Compact sets and Kuratowski limit I have been struggling with the following claim:
Let $A_n$ be a sequence of compact sets and $A$ a compact set. $A=\lim\sup_n A_n=\lim\inf_n A_n$ iff $d_H(A_n,A)\to 0$ where $d_H(.,.)$ is the Hausdorff metric.
$\lim\inf$  and $\lim\sup$ are defined by $\lim\inf_nA_n=\left\{y\in Y:\forall \varepsilon>0,\exists N, n\geq N\quad \implies B_{\varepsilon}(y)\cap A_n\neq\emptyset\quad \right\}$ and, $\lim\sup_n A_n=\left\{y\in Y: \forall\varepsilon>0,\forall N,\exists n\geq N \text{ so that } B_\epsilon(y)\cap A_n\neq\emptyset \right\}$. 

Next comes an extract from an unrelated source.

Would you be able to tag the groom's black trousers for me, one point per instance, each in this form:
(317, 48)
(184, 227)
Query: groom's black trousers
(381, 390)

Also $d_H (X,Y)=\max\left(\inf\left\{\epsilon>0:Y\subset\bigcup_{x\in X}B_\epsilon(x) \right\}, \inf\left\{\epsilon>0:X\subset\bigcup_{y\in Y}B_\epsilon(y)   \right\}  \right)$.

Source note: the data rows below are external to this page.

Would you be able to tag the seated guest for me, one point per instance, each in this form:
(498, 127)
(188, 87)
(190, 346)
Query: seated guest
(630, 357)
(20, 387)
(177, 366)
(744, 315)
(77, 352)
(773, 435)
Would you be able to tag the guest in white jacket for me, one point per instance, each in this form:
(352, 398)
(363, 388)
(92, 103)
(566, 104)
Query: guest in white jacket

$\Rightarrow$: Let $\varepsilon>0$ be given. For each $a\in A$ $\exists N(a,\varepsilon)$ so that $n\geq N$ implies $B_\varepsilon(a)\cap A_n\neq\emptyset$. By compactness of $A$ we can find finite $a_1,a_2\dots a_k$ and associated $N_1,N_2\dots N_k$ so that $A\subset\cup_{i=1}^k B_\varepsilon(a_i)$. Let $N=\max_{1\leq i\leq k}N_i$. I want to show $n\geq N$ implies $A_n\subset A^\varepsilon$ but couldn't manage. 

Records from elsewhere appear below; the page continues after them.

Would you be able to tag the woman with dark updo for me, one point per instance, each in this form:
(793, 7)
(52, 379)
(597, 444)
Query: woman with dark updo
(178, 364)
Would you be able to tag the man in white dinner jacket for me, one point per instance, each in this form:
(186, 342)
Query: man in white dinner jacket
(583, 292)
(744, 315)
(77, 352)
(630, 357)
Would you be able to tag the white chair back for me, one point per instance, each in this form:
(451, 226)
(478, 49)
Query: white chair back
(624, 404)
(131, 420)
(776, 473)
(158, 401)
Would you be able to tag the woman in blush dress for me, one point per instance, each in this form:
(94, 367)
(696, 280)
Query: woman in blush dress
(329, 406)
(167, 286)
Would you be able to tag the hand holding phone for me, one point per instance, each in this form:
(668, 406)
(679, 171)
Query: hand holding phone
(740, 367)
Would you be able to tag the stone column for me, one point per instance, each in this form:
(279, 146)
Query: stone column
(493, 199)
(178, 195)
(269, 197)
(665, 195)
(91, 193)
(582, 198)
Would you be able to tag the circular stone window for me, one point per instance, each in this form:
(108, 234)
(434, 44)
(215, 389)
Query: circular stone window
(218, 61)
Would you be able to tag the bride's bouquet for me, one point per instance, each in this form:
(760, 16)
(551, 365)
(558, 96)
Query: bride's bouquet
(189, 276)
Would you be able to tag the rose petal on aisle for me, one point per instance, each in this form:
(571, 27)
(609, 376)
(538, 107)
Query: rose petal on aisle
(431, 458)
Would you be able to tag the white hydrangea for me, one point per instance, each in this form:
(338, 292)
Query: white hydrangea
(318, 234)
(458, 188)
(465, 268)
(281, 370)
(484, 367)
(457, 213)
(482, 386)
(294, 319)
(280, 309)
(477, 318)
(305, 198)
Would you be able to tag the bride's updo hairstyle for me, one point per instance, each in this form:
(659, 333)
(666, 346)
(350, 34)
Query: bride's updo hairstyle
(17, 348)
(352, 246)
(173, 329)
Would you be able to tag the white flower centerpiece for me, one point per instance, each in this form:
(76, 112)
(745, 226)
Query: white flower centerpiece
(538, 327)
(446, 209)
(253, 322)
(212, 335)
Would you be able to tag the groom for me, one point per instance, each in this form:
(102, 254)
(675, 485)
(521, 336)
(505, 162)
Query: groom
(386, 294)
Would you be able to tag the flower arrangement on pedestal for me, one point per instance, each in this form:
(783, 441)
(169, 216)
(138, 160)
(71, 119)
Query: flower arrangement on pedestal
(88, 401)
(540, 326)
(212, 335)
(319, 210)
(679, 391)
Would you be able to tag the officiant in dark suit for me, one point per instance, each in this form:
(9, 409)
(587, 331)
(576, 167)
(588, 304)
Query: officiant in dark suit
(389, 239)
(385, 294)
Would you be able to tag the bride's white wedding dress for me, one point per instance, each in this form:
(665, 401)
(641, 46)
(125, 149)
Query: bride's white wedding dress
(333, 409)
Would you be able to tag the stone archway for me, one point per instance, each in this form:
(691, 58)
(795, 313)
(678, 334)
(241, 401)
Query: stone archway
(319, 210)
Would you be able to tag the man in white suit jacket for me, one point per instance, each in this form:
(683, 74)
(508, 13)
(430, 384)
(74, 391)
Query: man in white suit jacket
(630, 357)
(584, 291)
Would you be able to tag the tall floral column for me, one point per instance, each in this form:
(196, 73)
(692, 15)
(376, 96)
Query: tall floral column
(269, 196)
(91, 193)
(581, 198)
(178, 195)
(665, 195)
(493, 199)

$\Leftarrow$: I want to show $A\subset\lim\inf A_n\subset\lim\sup A_n\subset A$. Let $\varepsilon>0$ be given. There exists $N$ such that $d_H(A_n,A)<\varepsilon$ for $n$ large enough. Pick $a\in A$, so $a\in A_n^{\varepsilon}$  which implies $B_{\varepsilon}(a)\cap A_n\neq\emptyset$ for all such large $n$'s. Thus $a\in\lim\inf A_n$. To finish this side, I need to show $\lim\sup A_n\subset A$  yet again couldn't find the solution. Thanks for any help!
 A: For the direction
$$A = \limsup_n A_n = \liminf_n A_n \implies d_H(A_n,A) \to 0,$$
you need some additional hypothesis on the ambient space, namely that it is compact.
Without that hypothesis, the implication does not hold. An explicit counterexample using compact subsets of $\mathbb{R}$ is $A = [0,1]$, and $A_n = [0,1] \cup \{n\}$ for $n\in \mathbb{N}$. Generally, if the ambient (metric) space is not compact, it contains a sequence $(x_n)_{n\in \mathbb{N}}$ without accumulation point, and then $A = \{x_0\}$ and $A_n = \{x_0,x_n\}$ is a counterexample.
So let's suppose that the ambient space is compact.
What you have so far proves that for large enough $n$, you have $A \subset A_n^{2\varepsilon}$. For the converse inclusion, that $A_n \subset A^\varepsilon$ for all large enough $n$, you use the compactness of the ambient space. Suppose $A_n \setminus A^\varepsilon \neq\varnothing$ for infinitely many $n$. Then
$$F_n = \overline{\bigcup_{k=n}^\infty A_k\setminus A^\varepsilon}$$
is a decreasing sequence of nonempty compact sets, hence $F = \bigcap\limits_{n\in\mathbb{N}} F_n \neq \varnothing$. Now, what can be said about the points in $F$?
For the other direction,
$$d_H(A_n,A) \to 0 \implies A = \limsup_n A_n = \liminf_n A_n,$$
you have correctly shown that $A \subset \liminf_n A_n$. Now let $x\in \limsup_n A_n$. Fix $\varepsilon > 0$. Choose $N$ such that $d_H(A_n,A) < \varepsilon/2$ for $n \geqslant N$. Since $x \in \limsup_n A_n$, there is an $n_\varepsilon > N$ such that $A_{n_\varepsilon} \cap B_{\varepsilon/2}(x) \neq\varnothing$. But, for $y \in A_{n_\varepsilon}$, we also have $B_{\varepsilon/2}(y) \cap A \neq \varnothing$, and hence $B_\varepsilon(x) \cap A \neq \varnothing$. That means $x \in A^\varepsilon$. Since $\varepsilon$ was arbitrary, it follows that
$$x \in \bigcap_{\varepsilon > 0} A^\varepsilon = A.$$
A: Let's think about this.  Some directions don't work.  In space $A=[0,1]$, which is compact, let $A_n = \{ k/2^n : k=0,1,\dots,2^n\}$.  Then $d_H(A_n,A) \to 0$.  But $\limsup A_n = \liminf A_n = \bigcup A_n$ is not compact at all.